Existe ainda um contingente enorme de antipetistas que não pode ser confundidos com fascistas. Motivos variados se misturam para levá-los à desilução com o PT. Tem aqueles que assumiram o antipetismo pela rejeição aos casos de corrupção envolvendo figuras importantes do partido. Decepções em massa, nesse grupo, nasceram da convicção de que o PT traiu sua origem de combate justamente a “tudo aquilo que estava aí”. Espelham, década e meia depois, aqueles que, agora fascinados pelo “antissistema”, optam por Bolsonaro, ainda que Bolsonaro de antissistema só tenha o discurso e a maquiagem.

Feitas todas essas separações, é preciso reconhecer que a principal força eleitoral bolsonarista deriva da virulenta crise econômica que se instalou há quatro anos, mas já era chocada desde a passagem da presidência de Lula para Dilma Rousseff em 2010. Como estudos científicos de cruzamento de dados estão apontando, o apoio a Bolsonaro não veio principalmente das áreas mais violentas, em que o brado de lei e ordem do capitão poderia ecoar mais forte, nem da rejeição à corrupção (ver a propósito, artigo do economista Claudio Ferraz, no Nexo, em http://bit.ly/2EKaj8Z).

Isso tudo forma um caldo de cultura, mas, replicando, naturalmente com características próprias, fenômeno já visto na eleição de Donald Trump, no Brexit e em países acossados por fechamento de canais de acesso ao bem-estar social, esta é a eleição do desalento. É só se colocar por um minuto no lugar dos desalentados e fazer um cálculo simples para entender o ponto.

Não são apenas os 12 milhões de desempregados que se sentem traídos em suas esperanças. Se considerarmos o tamanho médio da família nuclear brasileira, são cerca de 50 milhões de pessoas afetadas por uma vida deteriorada, na quais eventuais conquistas materiais anteriores — a escola particular dos filhos, o carro da família, a faculdade e até a casa própria — vão escorrendo pelos dedos.
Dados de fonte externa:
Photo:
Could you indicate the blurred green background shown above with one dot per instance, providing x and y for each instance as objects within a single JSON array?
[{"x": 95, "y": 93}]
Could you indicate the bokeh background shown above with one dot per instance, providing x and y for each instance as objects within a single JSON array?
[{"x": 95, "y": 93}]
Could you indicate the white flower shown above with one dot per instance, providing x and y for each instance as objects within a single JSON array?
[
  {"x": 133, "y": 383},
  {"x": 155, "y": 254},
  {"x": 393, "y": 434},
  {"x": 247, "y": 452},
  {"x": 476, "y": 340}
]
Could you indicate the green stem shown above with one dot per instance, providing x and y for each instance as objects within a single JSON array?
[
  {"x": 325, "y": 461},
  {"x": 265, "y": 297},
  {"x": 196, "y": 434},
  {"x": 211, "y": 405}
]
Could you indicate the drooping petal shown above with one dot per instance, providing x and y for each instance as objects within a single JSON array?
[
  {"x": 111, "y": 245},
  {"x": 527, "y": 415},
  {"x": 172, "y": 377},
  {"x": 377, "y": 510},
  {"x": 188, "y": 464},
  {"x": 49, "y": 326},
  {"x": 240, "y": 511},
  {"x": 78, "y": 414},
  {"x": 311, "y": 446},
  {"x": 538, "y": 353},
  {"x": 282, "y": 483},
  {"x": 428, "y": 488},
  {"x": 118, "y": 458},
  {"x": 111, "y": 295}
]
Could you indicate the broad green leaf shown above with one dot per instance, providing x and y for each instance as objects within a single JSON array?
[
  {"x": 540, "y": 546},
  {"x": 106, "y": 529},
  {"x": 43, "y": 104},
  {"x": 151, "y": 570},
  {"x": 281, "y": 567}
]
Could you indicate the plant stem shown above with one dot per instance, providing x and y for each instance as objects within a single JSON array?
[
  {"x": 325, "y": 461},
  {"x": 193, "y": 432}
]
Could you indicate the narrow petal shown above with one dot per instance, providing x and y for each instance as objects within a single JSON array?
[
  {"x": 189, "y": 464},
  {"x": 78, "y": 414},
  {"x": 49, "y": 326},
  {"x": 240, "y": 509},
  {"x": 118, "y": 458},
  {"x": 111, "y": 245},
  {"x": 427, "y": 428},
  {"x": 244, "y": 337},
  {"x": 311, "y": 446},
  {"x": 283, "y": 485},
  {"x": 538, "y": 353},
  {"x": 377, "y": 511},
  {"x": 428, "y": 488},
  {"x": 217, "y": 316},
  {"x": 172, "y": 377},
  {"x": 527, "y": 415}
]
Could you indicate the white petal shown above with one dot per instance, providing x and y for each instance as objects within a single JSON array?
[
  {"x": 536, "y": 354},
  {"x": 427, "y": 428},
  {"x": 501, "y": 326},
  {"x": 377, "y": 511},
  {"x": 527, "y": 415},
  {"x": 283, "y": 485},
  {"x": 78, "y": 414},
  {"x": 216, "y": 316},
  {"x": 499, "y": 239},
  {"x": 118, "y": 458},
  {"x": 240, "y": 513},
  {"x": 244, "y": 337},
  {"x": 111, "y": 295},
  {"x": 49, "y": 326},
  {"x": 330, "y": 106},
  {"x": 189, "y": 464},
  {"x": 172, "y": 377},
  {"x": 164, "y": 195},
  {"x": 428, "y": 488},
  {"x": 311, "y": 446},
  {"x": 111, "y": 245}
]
E nem estão sendo considerandos os 30 milhões de trabalhadores subutilizados — um total de 120 milhões de afetados.

Dá para imaginar a degradação pessoal e familiar de quem não só perde renda, patrimônio e conforto, mas também conhecimento e qualificação, sem falar na auto-estima, ainda mais quando se sabe que um em cada quatro desses cidadãos não conseguem se colocar no mercado regular de trabalho há pelo menos dois anos? Precisa desenhar mais para entender que, para esses e para os que temem cair nesse poço, “isso que está aí” deu errado? E que, portanto, vale a pena experimentar, sob qualquer pretexto, qualquer outra coisa que se apresente radicalmente do contra.